À l’article 61 de la même loi, le paragraphe 3 est remplacé par la disposition suivante :

« 3.

La taxe est due par l’assujetti destinataire des prestations de services suivantes :

a) le transfert de quotas, d’unités de réduction des émissions ou de réductions d’émissions certifiées au sens de l’article 3, lettres a), m) et n), de la directive 2003/87/CE du Parlement européen et du Conseil du 13 octobre 2003 établissant un système d’échange de quotas d’émission de gaz à effet de serre dans l’Union et modifiant la directive 96/61/CE du Conseil, ou d’instruments mutuellement reconnus en application de l’article 25 de cette directive ;
b) la fourniture de certificats de gaz et d’électricité. ».

Art. 7.

L’article 63 de la même loi est modifié comme suit :

Au paragraphe 9, les termes  « point 2° sous a) »  sont remplacés par les termes  « point a) »  ;
Au paragraphe 10, point 2°, deuxième tiret, les termes  « point 2°, sous a) »  sont remplacés par les termes  « point a) »  ;
Au paragraphe 10, point 2°, troisième tiret, les termes  « alinéa 2, point 1°, »  sont remplacés par les termes  « alinéa 3 » .

Art. 8.

L’article 64 de la même loi est modifié comme suit :

Le paragraphe 5bis est complété par l’alinéa suivant :

« Par dérogation à l’alinéa 2, l’assujetti qui cesse au cours d’une année civile l’exploitation de son entreprise doit déposer la déclaration visée à l’alinéa 2 dans les deux mois de la cessation. ».

Au paragraphe 8, l’alinéa 3 est supprimé.

Art. 9.

L’article 64bis de la même loi est modifié comme suit :

Il est inséré un paragraphe 1bis ayant la teneur suivante :

« 1bis.

Outre les informations visées au paragraphe 1 er, tout assujetti communique les informations relatives au numéro d’identification TVA des assujettis auxquels sont destinés des biens, qui sont expédiés ou transportés sous le régime des stocks sous contrat de dépôt dans les conditions prévues à l’article 12 bis, ainsi que tout changement concernant les informations fournies. » ;

Au paragraphe 5, point a), le point-virgule final est remplacé par un point final ;
Le paragraphe 5, point a), est complété comme suit :

« En outre, ils doivent porter sur les personnes identifiées à la taxe sur la valeur ajoutée auxquelles sont destinées des biens qui sont expédiés ou transportés sous le régime des stocks sous contrat de dépôt dans les conditions prévues à l’article 12bis, ainsi que tout changement concernant les informations fournies relatives au numéro d’identification TVA de ces assujettis ; ».

Art. 10.

À l’article 65 de la même loi, le paragraphe 3 est complété par un point 3° ayant la teneur suivante :

« 3° Tout assujetti qui transfère des biens dans le cadre du régime des stocks sous contrat de dépôt visé à l’article 12bis tient un registre qui permet à l’administration de vérifier l’application correcte dudit article.

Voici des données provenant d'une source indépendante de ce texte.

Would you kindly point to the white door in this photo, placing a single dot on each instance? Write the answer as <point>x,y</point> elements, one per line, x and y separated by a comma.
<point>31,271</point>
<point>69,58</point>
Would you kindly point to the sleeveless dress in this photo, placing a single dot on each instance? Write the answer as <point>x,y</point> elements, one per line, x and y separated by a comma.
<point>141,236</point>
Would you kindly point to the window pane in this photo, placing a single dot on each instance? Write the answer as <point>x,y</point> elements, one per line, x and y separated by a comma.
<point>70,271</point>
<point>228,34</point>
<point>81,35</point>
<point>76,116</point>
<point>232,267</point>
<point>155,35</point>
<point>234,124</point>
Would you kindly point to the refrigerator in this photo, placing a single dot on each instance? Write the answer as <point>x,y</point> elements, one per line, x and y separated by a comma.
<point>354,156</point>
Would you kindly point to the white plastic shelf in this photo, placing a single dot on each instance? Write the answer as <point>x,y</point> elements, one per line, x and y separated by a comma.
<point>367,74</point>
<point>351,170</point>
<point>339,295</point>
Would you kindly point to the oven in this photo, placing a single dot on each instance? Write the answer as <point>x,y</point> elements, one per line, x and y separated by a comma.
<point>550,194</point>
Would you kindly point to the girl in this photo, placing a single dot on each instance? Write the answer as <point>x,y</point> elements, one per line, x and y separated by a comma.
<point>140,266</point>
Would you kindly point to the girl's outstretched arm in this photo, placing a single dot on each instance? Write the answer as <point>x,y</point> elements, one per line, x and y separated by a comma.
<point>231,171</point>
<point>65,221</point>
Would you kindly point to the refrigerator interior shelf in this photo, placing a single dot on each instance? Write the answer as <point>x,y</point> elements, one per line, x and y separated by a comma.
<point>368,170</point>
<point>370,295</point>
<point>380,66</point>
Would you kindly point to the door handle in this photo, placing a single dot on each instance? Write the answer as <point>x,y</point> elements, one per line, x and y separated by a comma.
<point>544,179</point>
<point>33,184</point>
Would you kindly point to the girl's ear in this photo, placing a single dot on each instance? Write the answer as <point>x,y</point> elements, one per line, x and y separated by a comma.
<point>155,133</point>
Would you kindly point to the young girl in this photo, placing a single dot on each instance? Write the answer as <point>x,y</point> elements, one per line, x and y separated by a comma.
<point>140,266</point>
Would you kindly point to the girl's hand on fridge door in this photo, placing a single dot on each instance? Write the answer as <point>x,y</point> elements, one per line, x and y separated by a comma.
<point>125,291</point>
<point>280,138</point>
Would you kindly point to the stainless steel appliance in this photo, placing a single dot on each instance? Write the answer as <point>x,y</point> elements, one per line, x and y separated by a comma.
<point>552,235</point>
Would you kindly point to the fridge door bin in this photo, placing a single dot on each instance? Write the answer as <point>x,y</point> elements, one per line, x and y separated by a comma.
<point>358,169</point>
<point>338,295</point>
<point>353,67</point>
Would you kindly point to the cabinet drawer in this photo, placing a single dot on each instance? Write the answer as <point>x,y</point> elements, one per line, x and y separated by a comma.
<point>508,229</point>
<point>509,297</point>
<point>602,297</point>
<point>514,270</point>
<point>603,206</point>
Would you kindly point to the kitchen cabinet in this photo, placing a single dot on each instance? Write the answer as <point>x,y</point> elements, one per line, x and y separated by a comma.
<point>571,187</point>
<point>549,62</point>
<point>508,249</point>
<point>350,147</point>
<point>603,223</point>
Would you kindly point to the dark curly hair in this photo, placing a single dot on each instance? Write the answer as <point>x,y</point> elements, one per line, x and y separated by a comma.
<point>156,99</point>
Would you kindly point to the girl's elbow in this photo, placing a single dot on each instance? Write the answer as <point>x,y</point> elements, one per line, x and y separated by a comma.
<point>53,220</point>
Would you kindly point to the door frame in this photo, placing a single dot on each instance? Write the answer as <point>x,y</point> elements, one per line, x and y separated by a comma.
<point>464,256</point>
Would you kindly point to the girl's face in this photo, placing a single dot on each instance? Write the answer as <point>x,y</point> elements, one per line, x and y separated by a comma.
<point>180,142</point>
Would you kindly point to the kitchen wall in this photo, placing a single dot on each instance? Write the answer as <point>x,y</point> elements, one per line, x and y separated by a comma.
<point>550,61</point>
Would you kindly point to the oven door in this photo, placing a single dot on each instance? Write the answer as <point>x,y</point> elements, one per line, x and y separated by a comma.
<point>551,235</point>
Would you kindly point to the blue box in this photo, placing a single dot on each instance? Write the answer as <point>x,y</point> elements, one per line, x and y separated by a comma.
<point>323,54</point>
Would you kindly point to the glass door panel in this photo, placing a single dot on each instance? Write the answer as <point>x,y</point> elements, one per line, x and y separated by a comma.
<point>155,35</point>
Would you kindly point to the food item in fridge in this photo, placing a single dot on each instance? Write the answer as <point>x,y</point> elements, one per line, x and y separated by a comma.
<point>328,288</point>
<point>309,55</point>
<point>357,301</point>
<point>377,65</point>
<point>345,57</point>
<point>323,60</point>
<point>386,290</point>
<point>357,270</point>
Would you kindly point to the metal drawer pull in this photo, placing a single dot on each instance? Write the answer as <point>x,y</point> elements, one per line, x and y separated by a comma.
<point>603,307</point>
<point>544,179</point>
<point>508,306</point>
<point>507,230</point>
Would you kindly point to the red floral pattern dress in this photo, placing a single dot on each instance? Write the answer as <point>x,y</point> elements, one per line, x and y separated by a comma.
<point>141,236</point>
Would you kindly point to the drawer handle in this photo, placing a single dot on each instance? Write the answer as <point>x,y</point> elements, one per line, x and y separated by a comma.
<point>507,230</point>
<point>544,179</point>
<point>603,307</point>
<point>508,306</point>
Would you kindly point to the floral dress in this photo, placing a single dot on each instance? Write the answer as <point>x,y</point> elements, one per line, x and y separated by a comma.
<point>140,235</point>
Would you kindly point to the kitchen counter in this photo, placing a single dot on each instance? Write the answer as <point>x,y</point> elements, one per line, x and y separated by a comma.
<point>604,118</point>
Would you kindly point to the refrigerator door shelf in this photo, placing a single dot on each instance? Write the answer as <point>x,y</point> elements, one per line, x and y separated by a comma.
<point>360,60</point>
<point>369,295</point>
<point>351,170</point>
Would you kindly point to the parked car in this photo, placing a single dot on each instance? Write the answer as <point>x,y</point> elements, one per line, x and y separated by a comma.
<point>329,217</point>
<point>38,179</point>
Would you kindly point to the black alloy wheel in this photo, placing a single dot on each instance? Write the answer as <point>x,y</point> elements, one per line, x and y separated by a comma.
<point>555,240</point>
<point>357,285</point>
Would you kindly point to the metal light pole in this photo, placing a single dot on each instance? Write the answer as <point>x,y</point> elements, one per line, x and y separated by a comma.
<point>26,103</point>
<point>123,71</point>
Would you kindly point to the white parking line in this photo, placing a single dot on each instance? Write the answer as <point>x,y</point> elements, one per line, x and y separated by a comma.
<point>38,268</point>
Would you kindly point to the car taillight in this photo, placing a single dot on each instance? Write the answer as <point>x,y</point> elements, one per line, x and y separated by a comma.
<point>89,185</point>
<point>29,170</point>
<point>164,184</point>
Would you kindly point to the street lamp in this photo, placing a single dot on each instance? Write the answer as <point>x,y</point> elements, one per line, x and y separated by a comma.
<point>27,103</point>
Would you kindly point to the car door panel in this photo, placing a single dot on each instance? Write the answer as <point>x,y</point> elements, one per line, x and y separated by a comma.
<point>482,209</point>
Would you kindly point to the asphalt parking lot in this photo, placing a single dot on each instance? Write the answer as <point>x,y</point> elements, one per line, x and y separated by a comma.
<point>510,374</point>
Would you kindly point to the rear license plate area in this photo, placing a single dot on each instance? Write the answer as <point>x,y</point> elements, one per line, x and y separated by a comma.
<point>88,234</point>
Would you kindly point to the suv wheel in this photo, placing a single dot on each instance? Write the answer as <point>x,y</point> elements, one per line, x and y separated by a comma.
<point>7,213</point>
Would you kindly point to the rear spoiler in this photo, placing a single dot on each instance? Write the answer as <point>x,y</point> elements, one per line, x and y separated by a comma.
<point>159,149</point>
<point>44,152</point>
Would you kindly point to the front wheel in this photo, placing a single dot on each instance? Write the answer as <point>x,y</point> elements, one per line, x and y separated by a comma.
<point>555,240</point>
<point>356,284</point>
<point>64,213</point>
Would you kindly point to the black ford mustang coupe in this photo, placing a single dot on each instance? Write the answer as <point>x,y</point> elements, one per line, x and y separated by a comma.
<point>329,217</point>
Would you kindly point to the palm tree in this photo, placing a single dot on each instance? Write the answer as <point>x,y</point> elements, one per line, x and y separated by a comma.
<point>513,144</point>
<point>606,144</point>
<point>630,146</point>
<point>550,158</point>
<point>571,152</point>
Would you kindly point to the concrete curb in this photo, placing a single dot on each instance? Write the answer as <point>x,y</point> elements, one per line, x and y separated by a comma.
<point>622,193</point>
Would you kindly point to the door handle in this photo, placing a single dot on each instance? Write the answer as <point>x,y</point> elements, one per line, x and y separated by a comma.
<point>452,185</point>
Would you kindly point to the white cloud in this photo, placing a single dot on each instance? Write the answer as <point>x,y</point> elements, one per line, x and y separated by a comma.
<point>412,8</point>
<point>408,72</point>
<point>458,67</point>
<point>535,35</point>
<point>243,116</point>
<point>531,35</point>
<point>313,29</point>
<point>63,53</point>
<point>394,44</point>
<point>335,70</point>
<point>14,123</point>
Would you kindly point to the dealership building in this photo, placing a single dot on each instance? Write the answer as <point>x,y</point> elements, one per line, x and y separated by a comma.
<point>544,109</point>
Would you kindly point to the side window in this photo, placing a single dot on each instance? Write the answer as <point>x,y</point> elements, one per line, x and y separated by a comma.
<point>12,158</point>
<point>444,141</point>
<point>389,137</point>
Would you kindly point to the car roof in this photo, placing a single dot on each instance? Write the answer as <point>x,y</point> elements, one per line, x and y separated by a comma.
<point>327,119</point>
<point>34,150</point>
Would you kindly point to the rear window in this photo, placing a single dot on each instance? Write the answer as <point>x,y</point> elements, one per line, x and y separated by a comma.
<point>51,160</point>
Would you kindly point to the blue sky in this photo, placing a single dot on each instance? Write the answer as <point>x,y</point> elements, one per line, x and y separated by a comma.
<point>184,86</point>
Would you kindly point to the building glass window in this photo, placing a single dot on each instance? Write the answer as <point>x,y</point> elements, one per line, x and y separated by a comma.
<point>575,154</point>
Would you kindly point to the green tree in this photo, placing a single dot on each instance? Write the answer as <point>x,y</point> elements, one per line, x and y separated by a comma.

Tout assujetti destinataire d’une livraison de biens dans le cadre du régime des stocks sous contrat de dépôt visé à l’article 12bis tient un registre de ces biens. ».

Art. 11.

La présente loi entre en vigueur le 1er janvier 2020. 

Mandons et ordonnons que la présente loi soit insérée au Journal officiel du Grand-Duché de Luxembourg pour être exécutée et observée par tous ceux que la chose concerne.

Le Ministre des Finances,

Pierre Gramegna

Palais de Luxembourg, le 4 décembre 2019.

Henri

Doc. parl. 7446 ; sess. ord. 2018-2019 et 2019-2020 ; Dir. (UE) 2018/1910.